Kilka tygodni temu Google zaprezentowało własny tablet (stworzony z Asusem) i natychmiast pojawiły się komentarze i analizy, z których wynikało, iż mo...
Kilka tygodni temu Google zaprezentowało własny tablet (stworzony z Asusem) i natychmiast pojawiły się komentarze i analizy, z których wynikało, iż możemy mieć do czynienia z prawdziwym hitem. I nikogo nie powinno to dziwić – Nexus 7 ma niezłe parametry, spore perspektywy rozwoju, a co najważniejsze: jest tani. Czy to wystarczyło, by sprzęt rozchodził się niczym przysłowiowe ciepłe bułeczki?

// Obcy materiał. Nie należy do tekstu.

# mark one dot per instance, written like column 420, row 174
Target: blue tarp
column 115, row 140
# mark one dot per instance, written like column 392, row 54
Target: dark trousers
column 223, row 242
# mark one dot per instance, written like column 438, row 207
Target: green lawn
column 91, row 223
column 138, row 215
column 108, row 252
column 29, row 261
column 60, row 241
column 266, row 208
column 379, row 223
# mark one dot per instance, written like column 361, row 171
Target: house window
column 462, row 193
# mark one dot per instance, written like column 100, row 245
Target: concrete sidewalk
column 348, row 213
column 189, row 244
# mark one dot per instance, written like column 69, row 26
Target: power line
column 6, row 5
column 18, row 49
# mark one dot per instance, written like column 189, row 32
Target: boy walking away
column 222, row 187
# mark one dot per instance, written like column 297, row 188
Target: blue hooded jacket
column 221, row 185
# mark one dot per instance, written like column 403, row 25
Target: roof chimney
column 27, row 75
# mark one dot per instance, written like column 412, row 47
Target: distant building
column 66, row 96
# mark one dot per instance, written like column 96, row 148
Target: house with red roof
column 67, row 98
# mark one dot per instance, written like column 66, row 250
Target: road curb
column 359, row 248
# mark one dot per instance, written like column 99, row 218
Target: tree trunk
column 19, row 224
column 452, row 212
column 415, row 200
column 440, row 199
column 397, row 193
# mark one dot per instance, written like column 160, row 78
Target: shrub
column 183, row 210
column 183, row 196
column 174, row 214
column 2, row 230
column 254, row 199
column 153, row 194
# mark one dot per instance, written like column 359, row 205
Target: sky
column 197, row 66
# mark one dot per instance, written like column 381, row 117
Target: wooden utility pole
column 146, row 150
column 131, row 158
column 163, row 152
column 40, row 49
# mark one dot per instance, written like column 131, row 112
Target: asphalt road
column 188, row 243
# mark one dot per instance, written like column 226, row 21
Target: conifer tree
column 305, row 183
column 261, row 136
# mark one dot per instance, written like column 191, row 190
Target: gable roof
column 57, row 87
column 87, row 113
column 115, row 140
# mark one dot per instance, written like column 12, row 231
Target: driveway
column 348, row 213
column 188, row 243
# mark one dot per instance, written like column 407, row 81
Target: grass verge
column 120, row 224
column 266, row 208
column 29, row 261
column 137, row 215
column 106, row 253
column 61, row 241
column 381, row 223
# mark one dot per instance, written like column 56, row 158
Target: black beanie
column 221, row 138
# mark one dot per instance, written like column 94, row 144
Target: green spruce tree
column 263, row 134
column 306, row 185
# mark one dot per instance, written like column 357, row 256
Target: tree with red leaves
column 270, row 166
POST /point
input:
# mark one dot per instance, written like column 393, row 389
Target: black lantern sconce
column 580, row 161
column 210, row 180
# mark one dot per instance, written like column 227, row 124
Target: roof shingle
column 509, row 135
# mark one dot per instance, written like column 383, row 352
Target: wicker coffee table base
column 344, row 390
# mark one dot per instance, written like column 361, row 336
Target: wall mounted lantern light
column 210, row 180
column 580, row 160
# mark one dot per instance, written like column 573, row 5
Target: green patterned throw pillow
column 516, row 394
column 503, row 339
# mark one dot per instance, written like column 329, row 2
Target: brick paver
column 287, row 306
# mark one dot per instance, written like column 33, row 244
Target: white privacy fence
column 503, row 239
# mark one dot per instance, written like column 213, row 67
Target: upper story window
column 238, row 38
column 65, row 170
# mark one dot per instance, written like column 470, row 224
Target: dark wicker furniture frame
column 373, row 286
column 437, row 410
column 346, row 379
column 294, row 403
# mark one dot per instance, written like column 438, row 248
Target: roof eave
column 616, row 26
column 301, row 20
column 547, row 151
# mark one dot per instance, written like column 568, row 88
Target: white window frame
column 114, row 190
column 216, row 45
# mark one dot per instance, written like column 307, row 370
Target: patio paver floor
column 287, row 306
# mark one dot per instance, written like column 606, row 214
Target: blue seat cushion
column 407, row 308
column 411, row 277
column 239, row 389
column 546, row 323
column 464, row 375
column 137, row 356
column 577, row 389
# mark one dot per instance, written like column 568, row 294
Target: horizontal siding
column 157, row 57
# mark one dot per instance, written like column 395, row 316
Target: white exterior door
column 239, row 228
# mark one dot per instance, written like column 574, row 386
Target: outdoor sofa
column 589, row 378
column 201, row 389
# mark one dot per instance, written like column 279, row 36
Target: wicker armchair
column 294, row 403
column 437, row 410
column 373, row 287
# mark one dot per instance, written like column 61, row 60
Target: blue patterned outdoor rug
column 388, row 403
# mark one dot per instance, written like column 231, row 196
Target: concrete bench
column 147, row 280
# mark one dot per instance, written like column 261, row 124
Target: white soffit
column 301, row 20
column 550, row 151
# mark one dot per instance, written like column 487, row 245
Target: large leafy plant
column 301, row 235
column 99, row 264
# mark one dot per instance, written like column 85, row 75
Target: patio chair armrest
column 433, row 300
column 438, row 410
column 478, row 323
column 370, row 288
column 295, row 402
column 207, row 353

Z doniesień amerykańskich sklepów i samego Google wynika, iż 7-calowy tablet internetowego giganta bije rekordy popularności. Pierwsza partia sprzętu rozeszła się natychmiast i wiele wskazuje na to, że osoby zainteresowane tym gadżetem, będą na niego musiały poczekać do sierpnia (pojawi się wówczas trzecia partia tego urządzenia, partia druga podobno też została już wyprzedana w przedsprzedaży). Nie pojawiły się dokładne dane, dotyczące liczby zrealizowanych tabletów, ale z reakcji sieci handlowych i samego Google można wnioskować, że mowa o większej ilości.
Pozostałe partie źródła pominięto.